1. ## Proving with the Archimedean principle

Hey all,

(this is my first post so bear with me haha)

I have to use the Archimedean principle (For every real number x, there is an integer n such that n > x) to prove this:

For every positive real number q, there is a positive integer N such that 1/n < q for every integer n >= N.

Now, my response to this was:

Because of the Archimedean Principle, there will always be an n greater than q. Thus when n >= N, 1/n < q because as n gets larger, it will reach infinity, and approach 0. Since q > 0, and n > q, 1/n < q.

Did I do this right? If not, how can I prove this with the AP? Thanks for the help!

2. You must have the completeness axiom or some equivalent to prove the first.
If $\mathbb{N}$ is bounded above then there is a least upper bound $K$.
But $(K-1) so $\left( {\exists n \in \mathbb{N}} \right)\left[ {K - 1 < n \leqslant K} \right]\; \Rightarrow \;K < \left( {n + 1} \right) \in \mathbb{N}$.
That is a clear contradiction. Thus $\left( {\forall x \in \mathbb{R}} \right)\left( {\exists n \in \mathbb{N}} \right)\left[ {x < n} \right]$.
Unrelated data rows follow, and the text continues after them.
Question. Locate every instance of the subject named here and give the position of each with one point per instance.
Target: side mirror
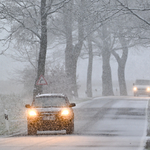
(72, 105)
(27, 106)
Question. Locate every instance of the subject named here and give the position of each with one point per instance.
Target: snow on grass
(16, 114)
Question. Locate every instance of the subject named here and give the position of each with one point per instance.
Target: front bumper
(59, 123)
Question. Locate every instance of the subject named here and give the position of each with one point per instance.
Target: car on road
(141, 87)
(50, 112)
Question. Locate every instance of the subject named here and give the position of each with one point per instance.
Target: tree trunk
(107, 88)
(43, 47)
(89, 72)
(121, 65)
(121, 79)
(72, 52)
(106, 75)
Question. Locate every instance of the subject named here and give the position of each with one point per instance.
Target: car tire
(32, 129)
(70, 128)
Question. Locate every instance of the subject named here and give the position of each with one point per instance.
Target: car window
(49, 102)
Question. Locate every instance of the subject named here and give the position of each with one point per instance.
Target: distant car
(141, 87)
(50, 112)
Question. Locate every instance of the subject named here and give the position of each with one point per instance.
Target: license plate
(49, 118)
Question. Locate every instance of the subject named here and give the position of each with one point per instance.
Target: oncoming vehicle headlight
(32, 113)
(148, 89)
(65, 112)
(135, 89)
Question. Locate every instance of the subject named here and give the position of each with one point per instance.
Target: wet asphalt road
(103, 123)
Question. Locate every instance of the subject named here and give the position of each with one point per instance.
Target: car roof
(51, 94)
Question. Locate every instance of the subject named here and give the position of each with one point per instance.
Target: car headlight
(65, 112)
(32, 113)
(135, 89)
(148, 89)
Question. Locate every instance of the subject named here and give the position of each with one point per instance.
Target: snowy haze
(137, 67)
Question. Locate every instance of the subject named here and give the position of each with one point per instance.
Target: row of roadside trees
(73, 28)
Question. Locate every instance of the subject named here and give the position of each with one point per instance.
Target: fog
(137, 67)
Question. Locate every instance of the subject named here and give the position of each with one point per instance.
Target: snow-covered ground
(106, 123)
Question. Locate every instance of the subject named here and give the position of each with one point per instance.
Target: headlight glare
(65, 112)
(135, 89)
(32, 113)
(148, 89)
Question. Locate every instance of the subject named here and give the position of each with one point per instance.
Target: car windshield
(48, 101)
(142, 82)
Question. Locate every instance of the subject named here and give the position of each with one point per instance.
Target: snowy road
(103, 123)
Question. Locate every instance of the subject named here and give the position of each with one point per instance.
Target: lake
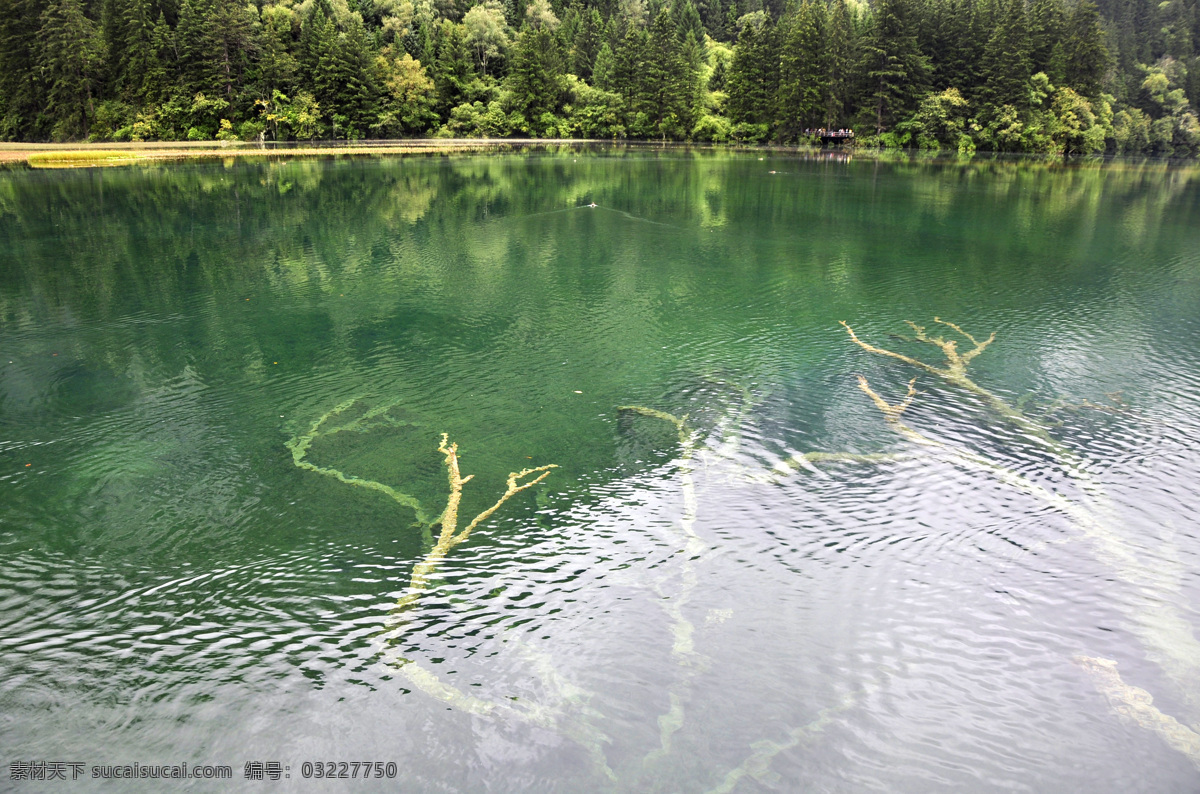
(774, 553)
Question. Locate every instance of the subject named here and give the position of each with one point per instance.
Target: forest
(1015, 76)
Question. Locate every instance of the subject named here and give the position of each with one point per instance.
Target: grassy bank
(101, 155)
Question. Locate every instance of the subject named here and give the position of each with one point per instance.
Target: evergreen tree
(453, 71)
(666, 83)
(276, 65)
(22, 96)
(1085, 58)
(804, 73)
(141, 73)
(895, 70)
(839, 64)
(1006, 59)
(754, 74)
(535, 78)
(604, 70)
(587, 43)
(71, 59)
(1047, 26)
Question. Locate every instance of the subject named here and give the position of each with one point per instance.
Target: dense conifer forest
(1031, 76)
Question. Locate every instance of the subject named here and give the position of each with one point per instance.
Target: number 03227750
(347, 770)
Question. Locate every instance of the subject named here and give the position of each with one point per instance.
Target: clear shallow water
(652, 617)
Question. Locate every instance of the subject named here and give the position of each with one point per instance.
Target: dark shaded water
(715, 614)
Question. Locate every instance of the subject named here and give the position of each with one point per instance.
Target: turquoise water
(915, 612)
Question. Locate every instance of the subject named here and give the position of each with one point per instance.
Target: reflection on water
(745, 573)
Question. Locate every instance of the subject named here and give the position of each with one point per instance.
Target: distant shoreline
(90, 155)
(96, 155)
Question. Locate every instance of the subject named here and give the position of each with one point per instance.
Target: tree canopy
(1042, 76)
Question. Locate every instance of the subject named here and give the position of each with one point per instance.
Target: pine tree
(141, 74)
(1006, 65)
(666, 82)
(21, 92)
(586, 44)
(535, 77)
(453, 71)
(604, 68)
(629, 61)
(895, 70)
(1047, 26)
(71, 60)
(1085, 59)
(754, 74)
(276, 65)
(839, 64)
(353, 73)
(804, 74)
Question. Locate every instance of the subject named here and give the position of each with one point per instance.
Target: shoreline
(108, 154)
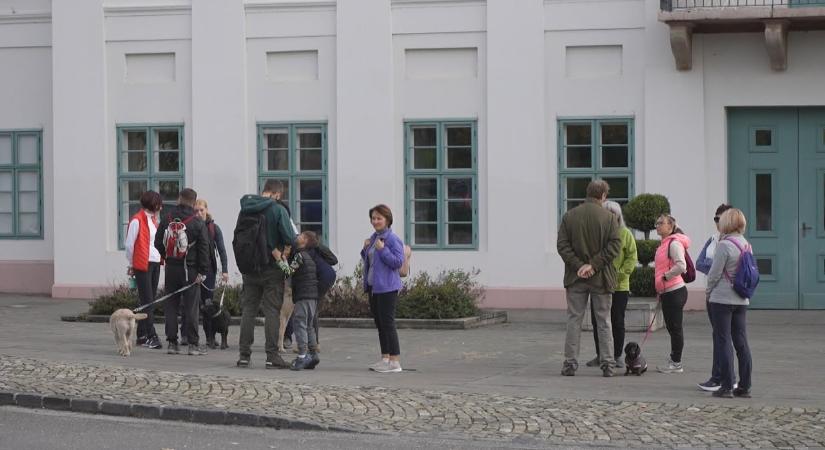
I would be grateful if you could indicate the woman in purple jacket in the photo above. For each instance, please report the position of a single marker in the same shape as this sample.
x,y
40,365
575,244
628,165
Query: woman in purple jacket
x,y
383,255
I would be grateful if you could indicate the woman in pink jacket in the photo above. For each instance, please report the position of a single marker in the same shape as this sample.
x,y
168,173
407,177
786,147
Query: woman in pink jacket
x,y
670,265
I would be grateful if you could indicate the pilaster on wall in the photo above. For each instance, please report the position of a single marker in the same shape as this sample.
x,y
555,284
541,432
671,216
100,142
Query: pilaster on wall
x,y
368,164
79,118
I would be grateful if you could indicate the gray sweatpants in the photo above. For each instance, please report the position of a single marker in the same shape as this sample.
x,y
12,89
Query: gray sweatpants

$q \in \mathbb{R}^ + \; \Rightarrow \;\frac{1}{q} \in \mathbb{R}^ + \; \Rightarrow \;\left( {\exists n \in \mathbb{N}} \right)\left[ {\frac{1}{q} < n} \right]\; \Rightarrow \;\frac{1}{n} < q$

3. I don't understand what you mean by there is a least upper-bound K. My teacher explained that:

1/q > 0

N > 1/q

Now, need to show that if n>= N, then 1/n < q

Bear in mind that this is meant to be a simpler homework assignment. Could you maybe explain the contradiction a bit more? And what you meant by least upper-bound K? Thanks a lot!

NOTE:

To clear something up in my original post, N is an integer, not the realm of Natural numbers.

4. Originally Posted by teacast
I don't understand what you mean by there is a least upper-bound K. My teacher explained that:
1/q > 0
N > 1/q
Now, need to show that if n>= N, then 1/n < q
Bear in mind that this is meant to be a simpler homework assignment. Could you maybe explain the contradiction a bit more? And what you meant by least upper-bound K?
If your class material does not include any discussion of least upper bounds (completeness of the real numbers) then I would say that the class is not ready for this problem. Actually we have a very sad situation here. Your teacher is sincere in wanting the class to understand the ideas involved here. BUT without be basics there is no way to fully understand this concept. I fear that you teacher, no matter good intentions, may not understand the fundaments. A classroom teacher, like a physicians, have an obligation to do no harm.

On the other hand, if your teacher gave you an axiom that says that the natural numbers are not bounded above then the proof I gave you above still works.

In any case, you can discuss the with the educational administrator in your area.